BY: NATANIA SHERMAN
|Large Group in the Living Room, 1963. Chromogenic print, 8.8 x 19 cm. © Art Gallery of Ontario. (Source)|
The photographic record is not the only arena in which consent may play a role in collections practice. Historically, museum artifacts have been acquired through less than ethical means. The result of this historical practice is that many museums contain looted or stolen material, human remains and sacred objects. A self-reflexive institution needs to uphold best practices to ensure that the consent of all parties involved is upheld, including the of living ancestors of people whose bodies are now in museum collections, and respecting the requirements of ceremonial objects some of which require restricted access in their original contexts. As a collections manager recently told me, while there are some people who will donate their bodies to science, very few sign up for a second life as a museum artifact. There is often only one chance to create policies which show respect to the person in question. In the past, human remains were taken from indigenous or First Nations communities, and there are cases where relatives of the person now in a museum collection are still living. In cases like these, museums need to be open to creating accessibility for the relevant communities to visit their ancestors or to consider repatriation. When it comes to making decisions surrounding sensitive objects, taking the time to consult source communities around the need for special policies regarding certain objects can have a profound impact on the museum's relationship with those communities. The Canadian Art article also points out that a museum is a controlled space. While many museum professionals lament that fact as exerting an oppressive authority over visitors, an alternative view is that museums can use their authority to actively model respect for sensitive objects and by extension, for the communities that those objects represent.
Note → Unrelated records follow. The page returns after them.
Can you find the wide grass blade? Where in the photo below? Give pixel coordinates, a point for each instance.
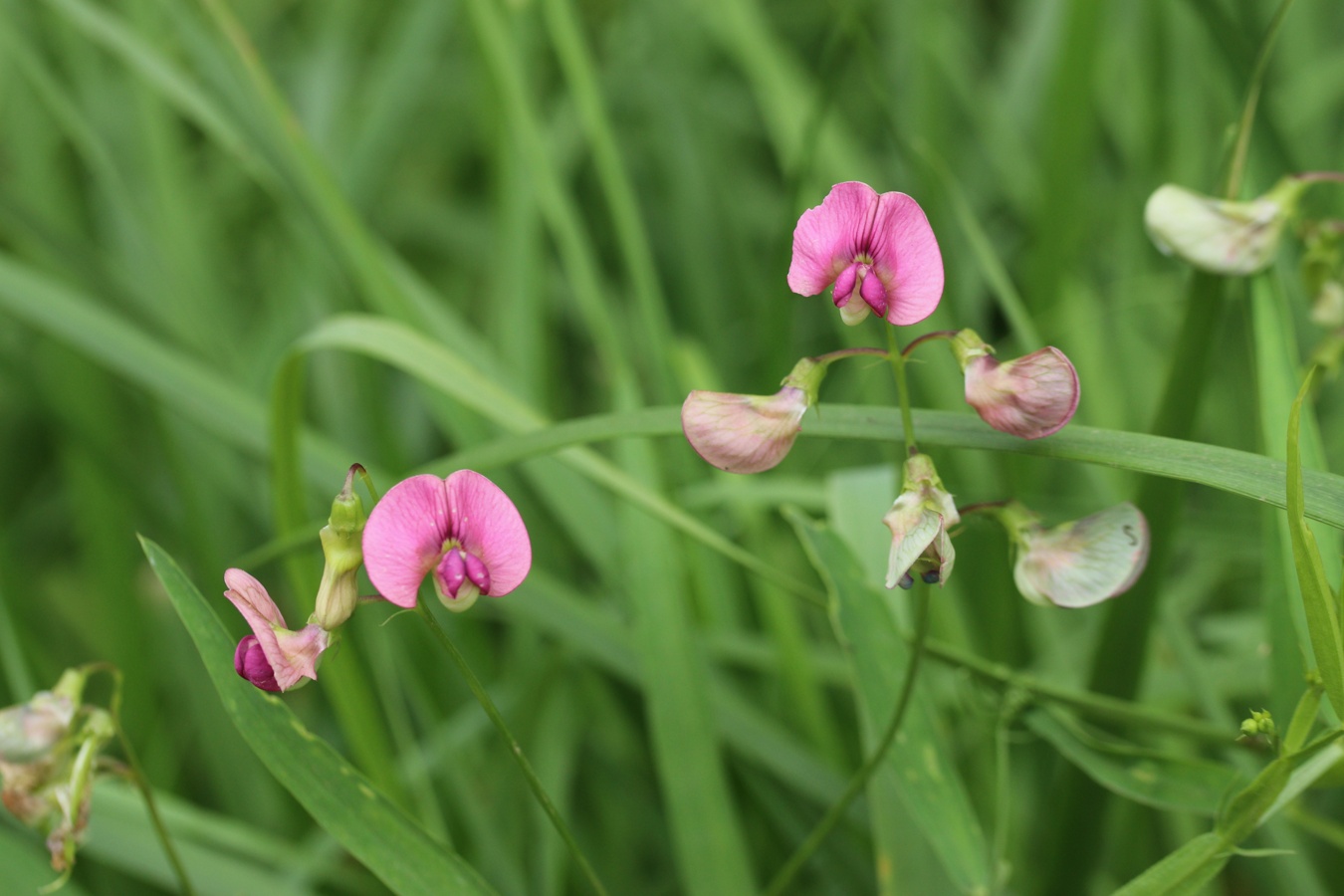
(338, 798)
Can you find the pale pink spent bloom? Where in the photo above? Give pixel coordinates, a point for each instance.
(1079, 563)
(876, 246)
(744, 433)
(288, 656)
(918, 522)
(464, 530)
(1217, 235)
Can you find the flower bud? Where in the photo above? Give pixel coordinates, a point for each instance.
(1218, 235)
(1031, 396)
(1079, 563)
(337, 594)
(918, 522)
(750, 433)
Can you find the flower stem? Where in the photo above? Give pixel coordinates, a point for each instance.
(860, 778)
(533, 781)
(1243, 129)
(898, 368)
(848, 352)
(137, 778)
(928, 337)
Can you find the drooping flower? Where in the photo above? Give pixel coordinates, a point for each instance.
(750, 433)
(1079, 563)
(1031, 396)
(273, 657)
(876, 247)
(464, 530)
(918, 520)
(1218, 235)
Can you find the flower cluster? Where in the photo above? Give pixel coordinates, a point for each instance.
(464, 530)
(878, 256)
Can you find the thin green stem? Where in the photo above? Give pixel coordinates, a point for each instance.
(1086, 703)
(898, 368)
(1243, 127)
(137, 778)
(928, 337)
(860, 778)
(848, 352)
(533, 781)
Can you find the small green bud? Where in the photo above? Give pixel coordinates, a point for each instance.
(341, 538)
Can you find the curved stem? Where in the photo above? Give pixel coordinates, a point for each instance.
(898, 368)
(928, 337)
(137, 777)
(848, 352)
(1243, 129)
(860, 778)
(533, 781)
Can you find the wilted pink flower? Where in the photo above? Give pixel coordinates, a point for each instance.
(1031, 396)
(879, 246)
(744, 433)
(463, 528)
(918, 522)
(1078, 563)
(273, 657)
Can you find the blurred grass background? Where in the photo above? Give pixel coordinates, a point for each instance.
(591, 204)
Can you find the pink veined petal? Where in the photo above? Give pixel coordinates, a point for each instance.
(488, 526)
(829, 235)
(906, 258)
(403, 538)
(246, 590)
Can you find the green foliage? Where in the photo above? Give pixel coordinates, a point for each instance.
(245, 245)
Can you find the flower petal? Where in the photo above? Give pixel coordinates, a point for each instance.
(244, 590)
(829, 235)
(1085, 561)
(403, 538)
(488, 526)
(906, 258)
(744, 433)
(1031, 398)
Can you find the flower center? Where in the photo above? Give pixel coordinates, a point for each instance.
(460, 576)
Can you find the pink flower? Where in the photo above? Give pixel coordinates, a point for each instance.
(272, 657)
(879, 246)
(464, 530)
(1079, 563)
(744, 433)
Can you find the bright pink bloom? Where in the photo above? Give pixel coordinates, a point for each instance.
(744, 433)
(463, 528)
(1032, 396)
(288, 656)
(879, 246)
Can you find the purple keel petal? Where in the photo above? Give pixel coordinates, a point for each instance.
(829, 235)
(403, 538)
(490, 527)
(906, 258)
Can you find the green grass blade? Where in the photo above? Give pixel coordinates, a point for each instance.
(1323, 619)
(338, 798)
(918, 766)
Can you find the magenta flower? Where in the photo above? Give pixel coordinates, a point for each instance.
(464, 530)
(272, 657)
(879, 246)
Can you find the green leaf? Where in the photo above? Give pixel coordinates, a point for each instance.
(1147, 777)
(918, 769)
(335, 794)
(1319, 600)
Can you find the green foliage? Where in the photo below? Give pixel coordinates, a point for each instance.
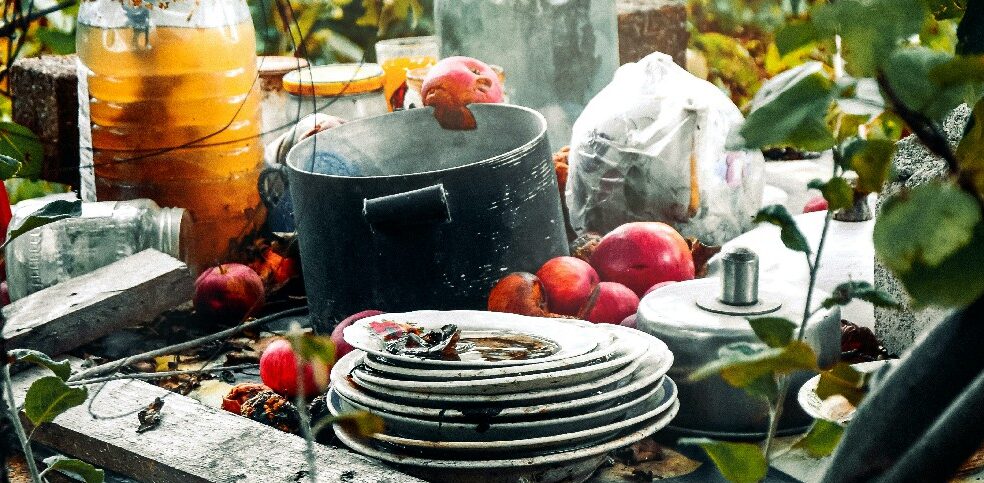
(19, 143)
(774, 331)
(837, 191)
(740, 368)
(62, 369)
(789, 233)
(843, 380)
(925, 227)
(791, 110)
(54, 211)
(74, 467)
(871, 159)
(49, 396)
(738, 462)
(822, 438)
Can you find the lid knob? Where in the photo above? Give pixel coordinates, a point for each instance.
(739, 278)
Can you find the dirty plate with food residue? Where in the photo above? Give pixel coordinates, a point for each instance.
(465, 338)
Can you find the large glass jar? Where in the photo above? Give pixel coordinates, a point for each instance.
(558, 53)
(169, 110)
(349, 91)
(106, 232)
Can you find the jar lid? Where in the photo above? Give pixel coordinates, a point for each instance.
(278, 65)
(334, 80)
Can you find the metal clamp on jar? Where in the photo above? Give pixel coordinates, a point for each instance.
(698, 318)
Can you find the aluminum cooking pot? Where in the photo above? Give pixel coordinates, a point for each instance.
(698, 318)
(395, 213)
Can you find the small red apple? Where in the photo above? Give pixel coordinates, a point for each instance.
(278, 370)
(658, 286)
(341, 346)
(817, 203)
(228, 292)
(568, 282)
(455, 82)
(519, 293)
(642, 254)
(614, 303)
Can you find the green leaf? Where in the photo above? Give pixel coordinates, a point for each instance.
(741, 370)
(843, 380)
(774, 331)
(944, 9)
(737, 462)
(926, 227)
(970, 151)
(80, 469)
(8, 166)
(909, 73)
(869, 29)
(871, 160)
(791, 109)
(788, 231)
(49, 396)
(795, 35)
(54, 211)
(837, 191)
(19, 143)
(844, 293)
(61, 369)
(956, 282)
(822, 439)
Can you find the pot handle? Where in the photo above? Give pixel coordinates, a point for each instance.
(417, 207)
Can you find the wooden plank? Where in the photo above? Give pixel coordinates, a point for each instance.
(131, 291)
(193, 444)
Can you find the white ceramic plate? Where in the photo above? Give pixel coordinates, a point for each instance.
(490, 428)
(562, 393)
(631, 350)
(814, 406)
(648, 428)
(572, 337)
(605, 351)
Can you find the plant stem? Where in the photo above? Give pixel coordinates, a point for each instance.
(159, 375)
(108, 367)
(12, 413)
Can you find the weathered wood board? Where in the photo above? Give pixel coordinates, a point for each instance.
(78, 311)
(194, 443)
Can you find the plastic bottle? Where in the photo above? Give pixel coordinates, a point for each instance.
(106, 232)
(173, 112)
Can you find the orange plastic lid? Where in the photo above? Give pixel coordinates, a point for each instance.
(334, 80)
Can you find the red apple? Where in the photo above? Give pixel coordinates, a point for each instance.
(278, 370)
(658, 286)
(642, 254)
(229, 292)
(341, 346)
(519, 293)
(568, 282)
(613, 304)
(455, 82)
(817, 203)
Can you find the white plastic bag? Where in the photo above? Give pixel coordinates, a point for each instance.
(651, 147)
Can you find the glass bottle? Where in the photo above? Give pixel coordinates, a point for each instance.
(170, 111)
(558, 53)
(106, 232)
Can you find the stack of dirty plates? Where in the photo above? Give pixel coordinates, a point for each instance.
(544, 399)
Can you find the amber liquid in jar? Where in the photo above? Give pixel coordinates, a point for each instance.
(174, 113)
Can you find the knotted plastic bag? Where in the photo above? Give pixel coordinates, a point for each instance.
(651, 147)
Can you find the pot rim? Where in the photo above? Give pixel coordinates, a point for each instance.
(516, 152)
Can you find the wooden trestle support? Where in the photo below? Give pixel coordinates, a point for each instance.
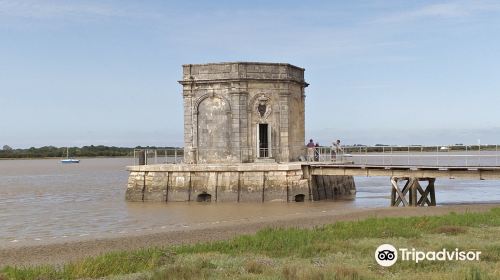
(412, 193)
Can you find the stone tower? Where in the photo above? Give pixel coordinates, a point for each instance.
(243, 112)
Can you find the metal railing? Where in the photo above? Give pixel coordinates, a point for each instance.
(158, 156)
(413, 155)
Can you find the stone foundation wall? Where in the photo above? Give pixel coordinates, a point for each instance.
(170, 183)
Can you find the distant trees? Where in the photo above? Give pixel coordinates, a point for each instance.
(56, 152)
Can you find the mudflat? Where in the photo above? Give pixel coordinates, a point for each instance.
(57, 253)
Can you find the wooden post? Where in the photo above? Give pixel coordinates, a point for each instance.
(417, 196)
(239, 185)
(167, 187)
(263, 185)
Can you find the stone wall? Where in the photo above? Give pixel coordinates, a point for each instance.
(221, 111)
(233, 183)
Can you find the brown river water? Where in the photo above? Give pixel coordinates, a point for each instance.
(44, 201)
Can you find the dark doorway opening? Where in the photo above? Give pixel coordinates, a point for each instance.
(300, 198)
(204, 197)
(263, 140)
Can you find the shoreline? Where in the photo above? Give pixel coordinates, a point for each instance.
(58, 253)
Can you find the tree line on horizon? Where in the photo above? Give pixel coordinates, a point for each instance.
(85, 151)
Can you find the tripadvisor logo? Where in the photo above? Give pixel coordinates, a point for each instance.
(386, 255)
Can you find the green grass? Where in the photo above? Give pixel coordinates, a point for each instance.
(343, 250)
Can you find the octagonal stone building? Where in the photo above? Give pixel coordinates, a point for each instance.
(239, 112)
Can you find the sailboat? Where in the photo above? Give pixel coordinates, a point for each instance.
(69, 160)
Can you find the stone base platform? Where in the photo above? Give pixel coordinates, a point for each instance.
(243, 182)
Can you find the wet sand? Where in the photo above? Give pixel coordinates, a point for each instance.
(57, 253)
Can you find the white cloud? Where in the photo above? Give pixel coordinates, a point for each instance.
(53, 9)
(448, 10)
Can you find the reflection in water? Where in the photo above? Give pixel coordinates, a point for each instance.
(43, 199)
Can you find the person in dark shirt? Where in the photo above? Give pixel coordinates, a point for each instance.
(310, 150)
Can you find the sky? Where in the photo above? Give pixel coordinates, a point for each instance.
(76, 73)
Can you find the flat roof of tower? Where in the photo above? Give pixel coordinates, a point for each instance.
(245, 62)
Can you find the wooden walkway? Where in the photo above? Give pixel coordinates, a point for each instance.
(410, 185)
(458, 172)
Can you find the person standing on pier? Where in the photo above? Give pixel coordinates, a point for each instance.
(338, 150)
(310, 150)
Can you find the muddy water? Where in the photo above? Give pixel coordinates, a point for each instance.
(44, 201)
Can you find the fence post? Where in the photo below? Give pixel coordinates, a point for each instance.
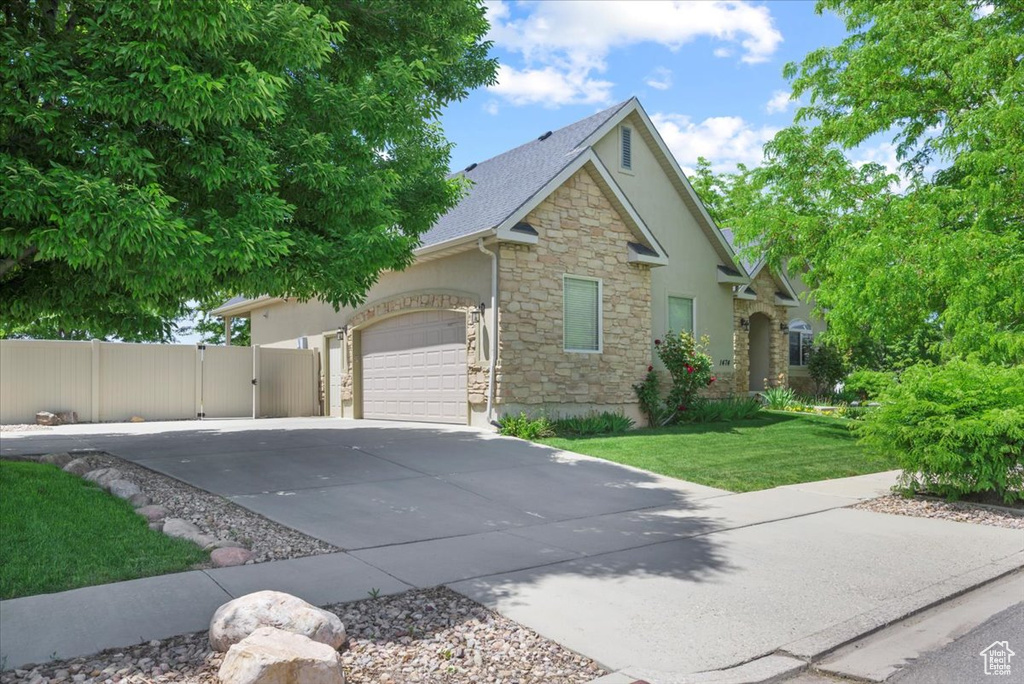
(94, 402)
(255, 382)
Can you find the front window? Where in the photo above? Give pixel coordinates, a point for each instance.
(801, 340)
(681, 314)
(582, 313)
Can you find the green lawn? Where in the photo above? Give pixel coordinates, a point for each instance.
(58, 531)
(765, 452)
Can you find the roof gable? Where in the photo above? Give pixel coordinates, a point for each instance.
(503, 184)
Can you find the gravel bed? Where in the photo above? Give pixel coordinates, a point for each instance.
(215, 515)
(431, 635)
(960, 511)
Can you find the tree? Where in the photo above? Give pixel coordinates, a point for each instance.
(158, 153)
(941, 253)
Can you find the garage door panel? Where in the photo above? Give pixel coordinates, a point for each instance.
(414, 368)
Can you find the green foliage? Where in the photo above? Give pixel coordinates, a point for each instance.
(592, 424)
(525, 427)
(157, 153)
(778, 398)
(867, 385)
(61, 532)
(726, 410)
(956, 429)
(937, 253)
(826, 367)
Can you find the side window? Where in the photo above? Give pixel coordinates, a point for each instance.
(626, 137)
(681, 314)
(581, 313)
(801, 341)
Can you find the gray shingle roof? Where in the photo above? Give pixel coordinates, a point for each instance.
(503, 183)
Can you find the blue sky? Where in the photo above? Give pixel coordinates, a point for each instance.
(710, 74)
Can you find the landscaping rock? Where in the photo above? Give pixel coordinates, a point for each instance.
(237, 620)
(78, 467)
(47, 419)
(103, 476)
(229, 556)
(58, 460)
(129, 490)
(269, 655)
(186, 530)
(153, 513)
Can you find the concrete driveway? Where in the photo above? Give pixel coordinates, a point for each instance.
(649, 575)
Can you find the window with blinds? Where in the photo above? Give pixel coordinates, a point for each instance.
(626, 136)
(582, 313)
(681, 314)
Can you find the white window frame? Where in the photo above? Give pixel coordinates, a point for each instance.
(627, 169)
(668, 310)
(806, 337)
(600, 314)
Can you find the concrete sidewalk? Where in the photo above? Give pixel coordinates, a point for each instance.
(654, 579)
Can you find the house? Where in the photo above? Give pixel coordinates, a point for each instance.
(546, 288)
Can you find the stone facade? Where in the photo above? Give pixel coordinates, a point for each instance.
(581, 233)
(778, 351)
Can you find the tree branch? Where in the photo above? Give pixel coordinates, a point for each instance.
(10, 262)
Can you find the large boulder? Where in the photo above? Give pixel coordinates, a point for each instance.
(128, 490)
(237, 620)
(59, 460)
(103, 476)
(269, 655)
(78, 467)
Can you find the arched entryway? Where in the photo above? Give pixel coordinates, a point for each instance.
(760, 351)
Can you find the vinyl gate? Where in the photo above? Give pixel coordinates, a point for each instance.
(114, 381)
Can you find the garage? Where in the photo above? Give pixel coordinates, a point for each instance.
(414, 368)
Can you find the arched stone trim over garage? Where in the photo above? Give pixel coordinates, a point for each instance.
(778, 364)
(409, 303)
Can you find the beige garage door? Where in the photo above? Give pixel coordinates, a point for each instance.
(414, 368)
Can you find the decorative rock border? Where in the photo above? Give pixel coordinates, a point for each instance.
(232, 535)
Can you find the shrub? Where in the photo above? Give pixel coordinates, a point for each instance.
(826, 368)
(690, 368)
(956, 429)
(779, 398)
(730, 409)
(865, 385)
(593, 424)
(525, 427)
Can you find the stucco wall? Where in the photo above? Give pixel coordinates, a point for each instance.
(580, 234)
(280, 325)
(693, 261)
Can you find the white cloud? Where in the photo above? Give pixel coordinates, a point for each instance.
(550, 87)
(725, 141)
(779, 102)
(564, 43)
(659, 79)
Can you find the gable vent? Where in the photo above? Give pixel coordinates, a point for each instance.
(627, 139)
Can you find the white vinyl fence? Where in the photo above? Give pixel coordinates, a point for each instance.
(114, 381)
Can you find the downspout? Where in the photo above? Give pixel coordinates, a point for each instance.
(494, 328)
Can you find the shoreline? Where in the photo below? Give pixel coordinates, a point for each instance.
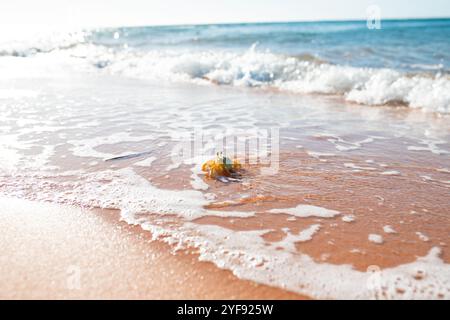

Collections managers can add special accessibility specifications to certain sensitive objects, create policy about how an object is shown and who gets to see it, and get permission from living relatives to make decisions about display and care. Additionally a policy based on the idea of consent can be built into practices surrounding accessioning objects and new acquisitions. Making those decisions when new objects arrive in the collection will be greatly appreciated in any succession plan by collections managers and curators of the future. Ultimately the result of respecting the consent of all those involved in the decisions to display or not display an object is the building of a museum profession based not on authority but based on trust and mutual respect.